Lili, a 14-year-old, is caravan camping with her family in Biarritz. She is self-aware and holds her own in a café conversation with a concert pianist she meets, but she has a wild streak, and she's testing her powers over men, finding that she does not always control her moods or actions, and she's impatient with being a virgin. She sets off with her brother to a disco, latching onto an aging playboy who is himself hot and cold to her. She is ambivalent about losing her virginity that night, willing the next, and determined by the third. The playboy's mix of depression and misogyny ends their unconsummated affair, leaving Lili to hunt elsewhere at the campground.
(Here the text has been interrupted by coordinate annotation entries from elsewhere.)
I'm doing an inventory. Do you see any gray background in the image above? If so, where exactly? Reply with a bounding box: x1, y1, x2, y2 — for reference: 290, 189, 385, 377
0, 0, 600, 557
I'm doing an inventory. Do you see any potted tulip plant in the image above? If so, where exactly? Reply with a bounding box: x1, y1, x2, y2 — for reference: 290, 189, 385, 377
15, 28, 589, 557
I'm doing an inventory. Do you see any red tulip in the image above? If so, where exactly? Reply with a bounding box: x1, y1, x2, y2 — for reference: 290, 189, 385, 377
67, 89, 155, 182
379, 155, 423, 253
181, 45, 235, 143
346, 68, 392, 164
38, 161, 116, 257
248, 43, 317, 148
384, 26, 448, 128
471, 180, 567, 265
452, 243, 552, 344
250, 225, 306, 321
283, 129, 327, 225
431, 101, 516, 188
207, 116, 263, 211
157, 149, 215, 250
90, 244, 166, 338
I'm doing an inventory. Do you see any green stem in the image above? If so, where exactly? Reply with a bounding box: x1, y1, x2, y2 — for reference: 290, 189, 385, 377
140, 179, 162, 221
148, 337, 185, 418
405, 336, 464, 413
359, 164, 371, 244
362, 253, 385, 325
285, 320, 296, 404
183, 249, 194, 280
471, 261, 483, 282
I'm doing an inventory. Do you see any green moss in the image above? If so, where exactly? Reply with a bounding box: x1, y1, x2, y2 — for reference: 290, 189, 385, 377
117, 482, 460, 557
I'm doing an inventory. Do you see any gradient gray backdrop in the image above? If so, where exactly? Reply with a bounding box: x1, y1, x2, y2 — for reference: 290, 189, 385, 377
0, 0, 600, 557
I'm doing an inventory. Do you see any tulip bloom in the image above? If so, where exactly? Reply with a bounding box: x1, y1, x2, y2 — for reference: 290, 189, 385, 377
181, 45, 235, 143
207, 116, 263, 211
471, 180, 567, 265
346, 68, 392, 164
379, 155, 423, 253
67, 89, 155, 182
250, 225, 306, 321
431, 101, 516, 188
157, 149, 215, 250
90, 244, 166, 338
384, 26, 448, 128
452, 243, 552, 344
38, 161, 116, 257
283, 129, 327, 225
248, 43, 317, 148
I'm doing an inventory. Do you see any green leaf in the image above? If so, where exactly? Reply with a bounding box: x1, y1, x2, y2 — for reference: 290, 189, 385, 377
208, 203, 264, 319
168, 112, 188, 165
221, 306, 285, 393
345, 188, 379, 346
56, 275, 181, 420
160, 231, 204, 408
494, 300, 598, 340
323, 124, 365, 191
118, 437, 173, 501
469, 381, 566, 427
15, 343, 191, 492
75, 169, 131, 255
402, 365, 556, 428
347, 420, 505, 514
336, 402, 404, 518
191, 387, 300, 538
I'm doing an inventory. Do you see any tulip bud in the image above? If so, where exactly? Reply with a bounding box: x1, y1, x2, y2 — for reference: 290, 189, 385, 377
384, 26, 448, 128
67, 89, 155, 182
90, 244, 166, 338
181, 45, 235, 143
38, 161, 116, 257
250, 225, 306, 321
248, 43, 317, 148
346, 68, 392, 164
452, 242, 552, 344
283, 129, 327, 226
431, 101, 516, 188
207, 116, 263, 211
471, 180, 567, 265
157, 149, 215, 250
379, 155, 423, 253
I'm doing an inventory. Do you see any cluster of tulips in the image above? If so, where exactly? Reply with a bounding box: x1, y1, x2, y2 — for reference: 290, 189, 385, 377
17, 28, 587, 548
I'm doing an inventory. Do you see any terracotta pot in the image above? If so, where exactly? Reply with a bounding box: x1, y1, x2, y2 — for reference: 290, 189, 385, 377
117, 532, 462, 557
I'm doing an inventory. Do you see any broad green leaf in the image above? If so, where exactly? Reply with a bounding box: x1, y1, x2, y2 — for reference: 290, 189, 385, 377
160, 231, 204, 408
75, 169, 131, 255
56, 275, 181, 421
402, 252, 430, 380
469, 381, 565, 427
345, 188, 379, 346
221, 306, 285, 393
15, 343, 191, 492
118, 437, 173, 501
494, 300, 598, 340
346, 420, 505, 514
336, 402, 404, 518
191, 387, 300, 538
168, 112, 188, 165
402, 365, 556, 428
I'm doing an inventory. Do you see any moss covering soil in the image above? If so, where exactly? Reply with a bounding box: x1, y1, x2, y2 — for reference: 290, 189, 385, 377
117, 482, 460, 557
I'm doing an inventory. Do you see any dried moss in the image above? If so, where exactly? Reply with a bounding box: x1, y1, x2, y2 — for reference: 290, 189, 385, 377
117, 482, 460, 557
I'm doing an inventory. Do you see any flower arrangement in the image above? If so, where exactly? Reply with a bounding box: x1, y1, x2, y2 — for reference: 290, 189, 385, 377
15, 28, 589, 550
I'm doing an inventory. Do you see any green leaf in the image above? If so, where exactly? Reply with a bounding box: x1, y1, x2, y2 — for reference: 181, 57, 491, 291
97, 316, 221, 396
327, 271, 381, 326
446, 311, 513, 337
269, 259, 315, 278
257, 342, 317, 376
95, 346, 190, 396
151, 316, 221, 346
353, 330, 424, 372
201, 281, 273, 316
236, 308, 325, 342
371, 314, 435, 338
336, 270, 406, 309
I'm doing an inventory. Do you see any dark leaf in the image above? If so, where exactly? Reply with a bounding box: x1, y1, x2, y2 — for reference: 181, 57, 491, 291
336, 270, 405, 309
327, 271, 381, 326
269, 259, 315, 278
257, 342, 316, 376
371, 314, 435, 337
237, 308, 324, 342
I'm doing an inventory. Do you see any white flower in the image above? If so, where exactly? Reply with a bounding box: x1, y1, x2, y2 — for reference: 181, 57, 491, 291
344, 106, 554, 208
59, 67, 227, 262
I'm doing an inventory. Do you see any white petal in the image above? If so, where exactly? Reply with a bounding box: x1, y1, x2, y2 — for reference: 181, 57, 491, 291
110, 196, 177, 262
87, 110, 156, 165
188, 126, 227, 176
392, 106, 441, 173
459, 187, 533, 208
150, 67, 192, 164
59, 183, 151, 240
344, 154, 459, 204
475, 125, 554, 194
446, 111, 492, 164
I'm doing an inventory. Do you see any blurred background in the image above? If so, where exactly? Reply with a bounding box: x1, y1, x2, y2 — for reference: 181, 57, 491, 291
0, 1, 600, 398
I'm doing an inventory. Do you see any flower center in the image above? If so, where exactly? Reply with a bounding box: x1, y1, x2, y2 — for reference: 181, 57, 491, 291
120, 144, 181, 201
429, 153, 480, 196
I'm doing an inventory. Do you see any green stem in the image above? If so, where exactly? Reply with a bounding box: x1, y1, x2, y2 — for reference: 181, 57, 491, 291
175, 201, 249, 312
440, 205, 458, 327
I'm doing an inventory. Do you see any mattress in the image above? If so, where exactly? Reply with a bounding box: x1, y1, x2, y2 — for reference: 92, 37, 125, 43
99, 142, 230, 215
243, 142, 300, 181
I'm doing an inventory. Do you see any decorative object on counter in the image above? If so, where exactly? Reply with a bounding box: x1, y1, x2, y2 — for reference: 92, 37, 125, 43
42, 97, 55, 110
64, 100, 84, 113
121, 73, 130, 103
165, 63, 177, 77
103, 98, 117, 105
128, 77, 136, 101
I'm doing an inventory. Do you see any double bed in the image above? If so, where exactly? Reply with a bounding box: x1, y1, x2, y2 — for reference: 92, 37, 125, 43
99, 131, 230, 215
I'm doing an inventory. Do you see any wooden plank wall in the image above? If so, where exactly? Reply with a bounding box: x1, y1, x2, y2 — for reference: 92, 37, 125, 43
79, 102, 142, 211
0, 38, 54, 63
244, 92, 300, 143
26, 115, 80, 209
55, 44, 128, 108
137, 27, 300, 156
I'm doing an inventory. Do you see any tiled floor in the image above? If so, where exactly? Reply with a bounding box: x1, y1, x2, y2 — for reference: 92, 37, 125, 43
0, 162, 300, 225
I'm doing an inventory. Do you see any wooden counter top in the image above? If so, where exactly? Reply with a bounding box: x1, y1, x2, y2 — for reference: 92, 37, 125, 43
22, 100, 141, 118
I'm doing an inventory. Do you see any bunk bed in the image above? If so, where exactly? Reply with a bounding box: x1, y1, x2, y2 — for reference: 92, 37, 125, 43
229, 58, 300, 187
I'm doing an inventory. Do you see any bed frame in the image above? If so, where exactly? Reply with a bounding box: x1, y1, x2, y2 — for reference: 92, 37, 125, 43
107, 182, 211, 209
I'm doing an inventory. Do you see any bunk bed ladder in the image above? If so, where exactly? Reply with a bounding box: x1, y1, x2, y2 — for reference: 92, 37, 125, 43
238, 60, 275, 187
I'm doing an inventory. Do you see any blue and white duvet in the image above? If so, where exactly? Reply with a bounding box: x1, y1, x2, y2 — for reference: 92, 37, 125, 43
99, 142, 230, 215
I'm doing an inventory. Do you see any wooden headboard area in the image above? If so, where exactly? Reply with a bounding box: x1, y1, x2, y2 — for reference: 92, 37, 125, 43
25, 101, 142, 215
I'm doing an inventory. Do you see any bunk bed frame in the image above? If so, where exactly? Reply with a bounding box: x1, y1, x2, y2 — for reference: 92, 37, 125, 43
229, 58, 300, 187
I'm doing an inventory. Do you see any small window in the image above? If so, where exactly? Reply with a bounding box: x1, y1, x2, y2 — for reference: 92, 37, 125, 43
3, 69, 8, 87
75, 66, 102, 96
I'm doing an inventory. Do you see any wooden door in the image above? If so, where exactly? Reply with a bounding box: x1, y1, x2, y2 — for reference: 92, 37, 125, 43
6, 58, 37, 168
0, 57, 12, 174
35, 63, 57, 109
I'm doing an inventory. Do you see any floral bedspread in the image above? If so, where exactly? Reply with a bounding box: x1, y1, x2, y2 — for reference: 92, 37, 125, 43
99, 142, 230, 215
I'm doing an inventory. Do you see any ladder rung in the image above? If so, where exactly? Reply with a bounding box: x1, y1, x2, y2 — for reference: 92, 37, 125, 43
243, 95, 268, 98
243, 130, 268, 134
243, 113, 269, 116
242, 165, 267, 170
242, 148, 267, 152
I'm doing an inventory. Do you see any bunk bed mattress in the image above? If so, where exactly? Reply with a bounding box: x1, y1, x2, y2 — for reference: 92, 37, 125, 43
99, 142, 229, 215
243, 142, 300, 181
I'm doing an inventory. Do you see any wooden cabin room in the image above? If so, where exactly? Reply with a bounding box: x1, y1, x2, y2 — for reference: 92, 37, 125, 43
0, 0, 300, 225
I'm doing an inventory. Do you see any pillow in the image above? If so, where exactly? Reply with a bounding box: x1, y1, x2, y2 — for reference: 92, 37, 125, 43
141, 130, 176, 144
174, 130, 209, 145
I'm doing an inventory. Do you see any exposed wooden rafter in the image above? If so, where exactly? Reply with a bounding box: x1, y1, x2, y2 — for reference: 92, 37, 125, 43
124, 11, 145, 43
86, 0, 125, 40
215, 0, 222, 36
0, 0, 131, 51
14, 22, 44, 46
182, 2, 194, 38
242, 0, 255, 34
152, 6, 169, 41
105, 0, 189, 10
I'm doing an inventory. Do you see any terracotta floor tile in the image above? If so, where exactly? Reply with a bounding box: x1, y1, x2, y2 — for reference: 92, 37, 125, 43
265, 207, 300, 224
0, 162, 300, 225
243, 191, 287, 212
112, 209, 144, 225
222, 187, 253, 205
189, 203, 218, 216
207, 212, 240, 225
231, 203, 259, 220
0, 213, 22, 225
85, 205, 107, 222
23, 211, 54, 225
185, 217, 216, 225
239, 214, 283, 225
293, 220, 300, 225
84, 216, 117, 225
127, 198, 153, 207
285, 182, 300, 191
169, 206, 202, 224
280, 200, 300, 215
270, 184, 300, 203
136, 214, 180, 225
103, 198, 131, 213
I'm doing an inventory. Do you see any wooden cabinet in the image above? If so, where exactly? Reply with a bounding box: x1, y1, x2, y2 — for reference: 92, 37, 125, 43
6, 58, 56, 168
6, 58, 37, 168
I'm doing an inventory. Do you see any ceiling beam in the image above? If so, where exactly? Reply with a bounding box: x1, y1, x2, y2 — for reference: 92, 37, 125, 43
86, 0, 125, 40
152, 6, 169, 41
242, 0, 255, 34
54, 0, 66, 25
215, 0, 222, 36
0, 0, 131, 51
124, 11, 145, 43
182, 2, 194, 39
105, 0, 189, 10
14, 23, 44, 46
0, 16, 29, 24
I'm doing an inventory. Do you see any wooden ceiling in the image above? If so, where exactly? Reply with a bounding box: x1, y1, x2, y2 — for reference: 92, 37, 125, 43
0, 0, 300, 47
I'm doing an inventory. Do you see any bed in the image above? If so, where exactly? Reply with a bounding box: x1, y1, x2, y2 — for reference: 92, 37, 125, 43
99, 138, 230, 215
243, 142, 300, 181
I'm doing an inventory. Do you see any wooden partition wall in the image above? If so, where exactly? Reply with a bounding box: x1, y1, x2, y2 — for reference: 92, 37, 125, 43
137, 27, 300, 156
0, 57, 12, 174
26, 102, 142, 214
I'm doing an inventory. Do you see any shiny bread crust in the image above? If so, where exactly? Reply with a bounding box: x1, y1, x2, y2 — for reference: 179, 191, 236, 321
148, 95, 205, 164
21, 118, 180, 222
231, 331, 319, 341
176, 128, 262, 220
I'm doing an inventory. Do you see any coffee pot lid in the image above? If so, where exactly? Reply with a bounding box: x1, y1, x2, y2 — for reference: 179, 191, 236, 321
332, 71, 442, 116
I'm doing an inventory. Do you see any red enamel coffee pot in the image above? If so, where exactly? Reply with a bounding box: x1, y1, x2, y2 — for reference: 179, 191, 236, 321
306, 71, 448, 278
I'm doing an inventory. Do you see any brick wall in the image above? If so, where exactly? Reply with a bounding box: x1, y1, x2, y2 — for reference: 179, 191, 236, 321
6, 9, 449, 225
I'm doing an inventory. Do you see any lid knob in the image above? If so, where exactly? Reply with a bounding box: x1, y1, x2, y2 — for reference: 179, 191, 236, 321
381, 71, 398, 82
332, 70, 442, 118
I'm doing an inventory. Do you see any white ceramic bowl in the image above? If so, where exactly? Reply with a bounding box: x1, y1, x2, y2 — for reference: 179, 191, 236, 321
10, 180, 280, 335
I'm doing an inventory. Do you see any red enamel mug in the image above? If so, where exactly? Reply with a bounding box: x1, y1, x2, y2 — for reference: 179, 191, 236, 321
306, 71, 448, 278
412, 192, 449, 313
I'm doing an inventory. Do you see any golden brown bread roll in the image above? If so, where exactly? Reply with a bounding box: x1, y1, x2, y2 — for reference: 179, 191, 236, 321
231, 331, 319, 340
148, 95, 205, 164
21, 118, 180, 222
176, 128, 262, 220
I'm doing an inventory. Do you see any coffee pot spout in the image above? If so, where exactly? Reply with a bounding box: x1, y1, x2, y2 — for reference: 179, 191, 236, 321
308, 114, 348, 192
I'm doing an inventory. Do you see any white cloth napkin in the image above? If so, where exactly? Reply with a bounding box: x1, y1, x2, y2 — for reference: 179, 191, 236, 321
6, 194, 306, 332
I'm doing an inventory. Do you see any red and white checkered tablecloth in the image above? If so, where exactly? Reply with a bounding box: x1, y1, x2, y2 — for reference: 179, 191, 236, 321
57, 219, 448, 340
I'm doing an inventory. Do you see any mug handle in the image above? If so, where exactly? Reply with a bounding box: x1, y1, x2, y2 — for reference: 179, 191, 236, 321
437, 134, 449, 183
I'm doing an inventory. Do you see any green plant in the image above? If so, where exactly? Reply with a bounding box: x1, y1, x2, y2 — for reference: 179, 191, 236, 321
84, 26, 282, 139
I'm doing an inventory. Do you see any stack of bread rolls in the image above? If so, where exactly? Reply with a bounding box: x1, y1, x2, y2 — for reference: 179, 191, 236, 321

She eventually finds an awkward teen her own age, and they clumsily share their first time together.

==Production==
Catherine Breillat revealed that Delphine Zentout turned 16 just three days before they started shooting the film: "It was a miracle, because when I cast her I had never asked her age, or her birthday. If she had not had her 16th birthday three days before we started production, I would not have been able to show the movie around the world, because in a lot of countries it is against the law to show explicit images of a girl who is not yet 16."

==Reception==
On review aggregator website Rotten Tomatoes the film has a score of 86% based on reviews from 7 critics.

Roger Ebert of the Chicago Sun-Times gave the film 3.5 stars out of 4, and wrote, "Its whole delicate existence depends on the performance by Zentout, a 16-year-old in her acting debut. She gives a brave and convincing performance".